Jambon baguette at Bedoin with a cyclist returning from Monte Ventoux
Day two started pretty early for Iain, after a relatively early night woke up quite early when it was still dark and went off for an explore around Caromb, walking up and down all the little lanes and streets and into the town centre.
We then made the short 50 metre walk up the steps to the bakery for croissants and baguette for breakfast, which we ate on the terrace with the first rays of sun shining over the wall. After breakfast we made for the post office to try and organise an address where our bags could be sent. They were very helpful so we made the call to arrange it with the airline.
It was then off to the car and to Carpentras for a look around at the shops and the beautiful old buildings including a 1300 year old Roman archway.

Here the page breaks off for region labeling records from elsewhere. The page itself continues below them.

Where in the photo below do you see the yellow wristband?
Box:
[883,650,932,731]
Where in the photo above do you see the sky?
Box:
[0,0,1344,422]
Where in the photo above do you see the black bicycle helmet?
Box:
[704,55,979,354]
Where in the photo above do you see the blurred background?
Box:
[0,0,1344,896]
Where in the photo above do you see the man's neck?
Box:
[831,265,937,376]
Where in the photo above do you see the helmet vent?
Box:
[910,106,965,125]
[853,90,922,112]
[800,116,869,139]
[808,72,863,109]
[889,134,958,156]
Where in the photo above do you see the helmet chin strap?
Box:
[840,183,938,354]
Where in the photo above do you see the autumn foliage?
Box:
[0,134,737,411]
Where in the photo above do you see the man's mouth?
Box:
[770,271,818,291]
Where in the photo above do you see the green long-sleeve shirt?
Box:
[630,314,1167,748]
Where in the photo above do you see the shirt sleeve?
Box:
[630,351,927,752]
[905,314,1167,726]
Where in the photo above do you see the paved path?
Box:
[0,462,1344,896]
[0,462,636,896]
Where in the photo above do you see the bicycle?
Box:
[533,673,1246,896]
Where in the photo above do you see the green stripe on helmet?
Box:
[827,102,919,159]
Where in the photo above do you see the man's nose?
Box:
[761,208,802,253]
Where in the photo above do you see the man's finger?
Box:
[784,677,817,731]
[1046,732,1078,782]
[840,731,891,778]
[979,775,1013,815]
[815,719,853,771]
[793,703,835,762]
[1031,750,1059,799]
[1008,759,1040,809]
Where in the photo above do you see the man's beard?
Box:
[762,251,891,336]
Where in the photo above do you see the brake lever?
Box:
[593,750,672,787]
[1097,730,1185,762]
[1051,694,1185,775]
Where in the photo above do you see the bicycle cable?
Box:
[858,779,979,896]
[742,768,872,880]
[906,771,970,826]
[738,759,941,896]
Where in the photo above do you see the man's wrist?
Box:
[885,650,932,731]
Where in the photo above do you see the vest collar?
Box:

It was here that we saw our first French supermarket! cheeses behind glass that stretched for 15 metres then pate and jambon, then meat and poultry then fish! Mackerel, tuna, octopus you name it! We then turned our backs on all that and aimed for the alcohol section with Champagne, brandy, wine, beer you name it! We picked up a Poire Willlam and a champagne we had never heard of for about 40euros! Leaving with only some basics saving space for markets tomorrow.
Then to another little town (Bedoine) for a ham baguette and a beer at the foot of the Monte Vontoux. There were cyclists everywhere, we guessed it was where you parked to ride up the famous mountain.
We had made a booking for le Clos de Parte, the best restaurant in the village, earlier in the day and made the short walk for 7 o'clock and were able to sit out on the terrace under nothing but the sky and choose the special menu for a choice of 3 dishes plus an amuse bouche, glace and truffled goats cheese.
The Amuse was a coarsely chopped, oily tomato tartare floating on top of an almond cream.
Elysia began with the house made foie gras terrine which came out with a little duck prosciutto and the (we didn't know this yet) same garnish as every other dish, dressed oak lettuce, a beautiful little radish and a quartered cherry tomato. Iain had the Entree de Marchet a salad containing all the best of what could be found at the market including tiny fresh water crayfish, a beautifully smokey piece of salmon and tomatoes.
Second dish for Elysia was the boef roti seared eye fillet with mushroom sauce and potato gratin. Iain had roasted lamb shoulder with lots of lemon, duck breast, barley risotto and sauteed chantrelles and giroles.
Third dish was a passionfruit sorbet containing little bits of frozen chopped peach drowned in poire williams from Avignon (just up the road!). The passionfruit and alcoholically-aromatic pear spirit worked very well together!
Next up the truffled goats cheese, a fresh curd cheese with a dollop finely chopped black truffle bound with a little oil, along with the standard lettuce, radish and tomato. Very very truffly.
Dessert. We struggled to finish a chocolate brulee and an apple clafoutis. The brulee was perfectly set and the clafoutis contained apples caramelised to a point just before they became bitter. A very nice way to end the meal! In all le Clos de Parte was trying a little too hard and had lost focus on the best local ingredients that are about at the moment and tried a little too hard to tizz up the presentation on the plates, the food though was tasty and quintessentially French!
We drank a bottle of the local rose from le Domaine du Grande Jacquet 2008, fresh crisp and fruity it was perfect for a warm night on the terrace.
Our first full day in Provence was exactly as we had hoped it would be. Pretty countryside, warm weather, ancient buildings and rich food that's slightly backwards by Australian standards but where flavour is considered above presentation (presentation being low on the list of things to do).